Uchiha wyciągnął swoją katanę i skierował w jego kierunku.
- Nie zbliżaj się!
Blondyn nie zatrzymał się. Wyciągnął przed siebie rękę i
dotknął ostrza. Sasuke obserwował uważnie każdy jego ruch. Stał cały napięty,
jak zwierze gotowe zaatakować w każdej chwili. Naruto przesuwał dłonią po
ostrzu, aż dotarł do rękojeści. Dotknął lodowatej dłoni Sasuke. Teraz stali
bardzo blisko siebie, prawie stykali się torsami. Brunet czuł niezwykłe ciepło
płynące od dłoni dawnego przyjaciela. Rozchodziło się po jego całym ciele
przyjemną falą. Serce zaczęło bić jak szalone. Uzumaki przechylił się w jego
kierunku i złożył na jego ustach niepewny pocałunek. Sasuke nie panował nad swoim
ciałem. Wypuścił katanę i zamknął chłopaka w swych ramionach. Odwzajemnił
pocałunek, zamieniając go w bardziej namiętne doznanie. Naruto objął go za
szyję i rozchylił usta pozwalając językowi bruneta wedrzeć się do swego
gorącego wnętrza. Z braku powietrza oderwali się od siebie. Oparli się czołami
oddychając ciężko.
- Wiedziałem. – Naruto odezwał się pierwszy.
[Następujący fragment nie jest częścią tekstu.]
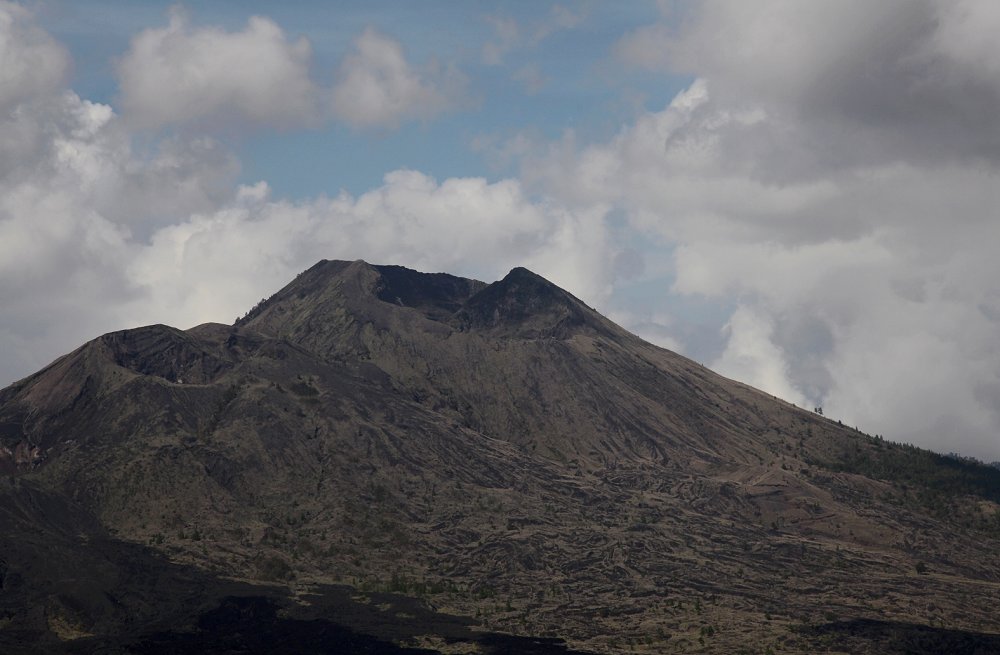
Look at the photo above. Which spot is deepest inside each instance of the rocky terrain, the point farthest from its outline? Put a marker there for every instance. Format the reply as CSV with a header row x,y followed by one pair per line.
x,y
379,460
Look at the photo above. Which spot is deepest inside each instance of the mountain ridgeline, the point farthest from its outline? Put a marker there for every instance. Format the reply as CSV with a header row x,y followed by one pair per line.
x,y
379,460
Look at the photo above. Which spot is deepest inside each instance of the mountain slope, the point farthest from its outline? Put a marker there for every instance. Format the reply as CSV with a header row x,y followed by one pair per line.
x,y
505,452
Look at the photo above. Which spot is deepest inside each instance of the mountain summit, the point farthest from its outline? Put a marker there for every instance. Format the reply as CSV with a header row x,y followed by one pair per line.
x,y
497,456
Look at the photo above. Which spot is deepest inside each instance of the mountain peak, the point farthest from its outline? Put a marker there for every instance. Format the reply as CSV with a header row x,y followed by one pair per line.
x,y
525,304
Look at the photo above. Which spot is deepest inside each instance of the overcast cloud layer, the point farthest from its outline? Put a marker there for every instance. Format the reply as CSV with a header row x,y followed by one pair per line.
x,y
827,186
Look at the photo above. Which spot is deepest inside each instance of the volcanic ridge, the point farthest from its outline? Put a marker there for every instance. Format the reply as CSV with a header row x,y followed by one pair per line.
x,y
377,460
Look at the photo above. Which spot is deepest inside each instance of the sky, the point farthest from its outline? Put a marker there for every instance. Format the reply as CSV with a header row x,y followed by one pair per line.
x,y
801,195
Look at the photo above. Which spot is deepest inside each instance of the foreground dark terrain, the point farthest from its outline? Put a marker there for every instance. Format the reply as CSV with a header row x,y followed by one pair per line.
x,y
376,460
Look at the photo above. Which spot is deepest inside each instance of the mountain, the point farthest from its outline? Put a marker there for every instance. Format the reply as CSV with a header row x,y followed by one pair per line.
x,y
375,459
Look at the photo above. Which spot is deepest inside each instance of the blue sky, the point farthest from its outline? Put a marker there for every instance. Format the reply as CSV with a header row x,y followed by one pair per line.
x,y
802,196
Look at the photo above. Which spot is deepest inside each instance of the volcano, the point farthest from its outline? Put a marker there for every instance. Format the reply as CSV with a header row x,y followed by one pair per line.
x,y
378,460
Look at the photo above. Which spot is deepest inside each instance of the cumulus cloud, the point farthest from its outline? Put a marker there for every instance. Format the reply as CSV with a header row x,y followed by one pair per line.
x,y
33,63
217,264
211,79
180,74
832,176
377,87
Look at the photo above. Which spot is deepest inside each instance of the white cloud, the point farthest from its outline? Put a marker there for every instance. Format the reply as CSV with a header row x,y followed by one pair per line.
x,y
31,62
833,175
178,74
216,265
377,87
752,357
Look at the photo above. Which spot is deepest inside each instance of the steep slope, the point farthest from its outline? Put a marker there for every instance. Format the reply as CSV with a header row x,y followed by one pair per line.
x,y
505,452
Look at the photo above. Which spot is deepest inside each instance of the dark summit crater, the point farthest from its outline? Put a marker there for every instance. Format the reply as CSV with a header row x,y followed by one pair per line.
x,y
526,305
437,295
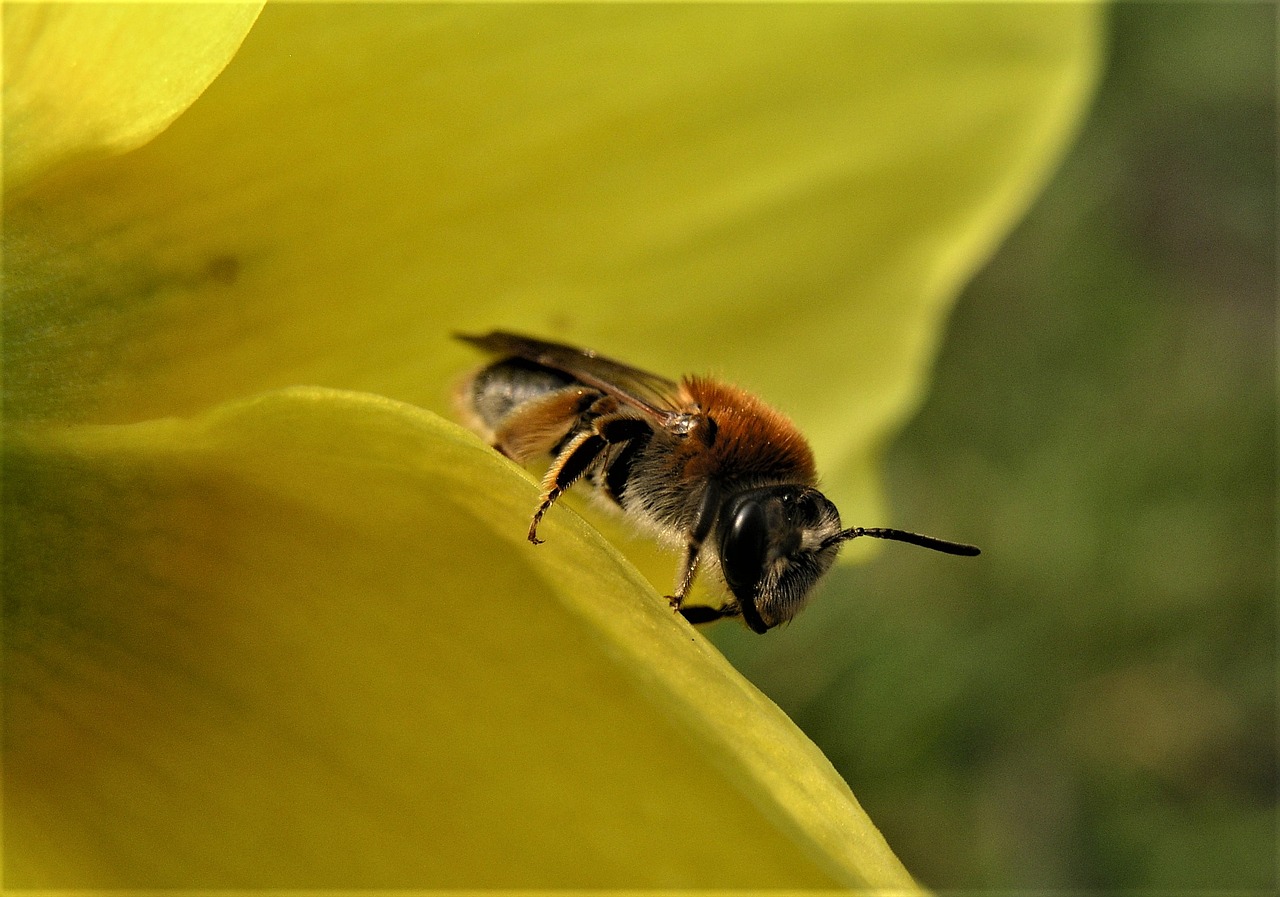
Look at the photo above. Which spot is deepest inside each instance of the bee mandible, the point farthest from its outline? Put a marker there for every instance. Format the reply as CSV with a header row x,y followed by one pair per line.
x,y
698,462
- Co takiego? – Sasuke odsunął się trochę by móc spojrzeć w
twarz blondyna.
- Że mnie kochasz.
- Nie kocham cię.
- Kłamca.
- Ja nikogo nie kocham.
- Tak, tak. Poza sobą i mną. – Naruto uśmiechnął się
przebiegle. – Jednak jest coś, czego pragniesz bardziej niż zemsty.
- Nie ma takiej rzeczy. – wypuścił blondyna z objęć i
odwrócił się do niego plecami.
- Sasuke, nie ma sensu dłużej kłamać. Ja i tak znam już
prawdę. A może już od dawna ją znałem. Okłamujesz samego siebie.
- Ten pocałunek nic nie znaczył. Chciałem się tylko tobą
zabawić. – zaczął powoli odchodzić.
- Nie pozwolę ci tak odejść. - Naruto złapał go za rękę i
odwrócił w swoją stronę. - Kocham cię. Słyszysz? Kiedy wreszcie zrozumiesz, że
nie jesteś sam?
Twarz Uchihy trochę złagodniała.
- Już jest za późno.
- Nie. Nigdy nie jest za późno.
- Nie wrócę do Konohy.
- Więc ja pójdę z tobą.
- Porzuciłbyś dla mnie wioskę, przyjaciół i marzenia?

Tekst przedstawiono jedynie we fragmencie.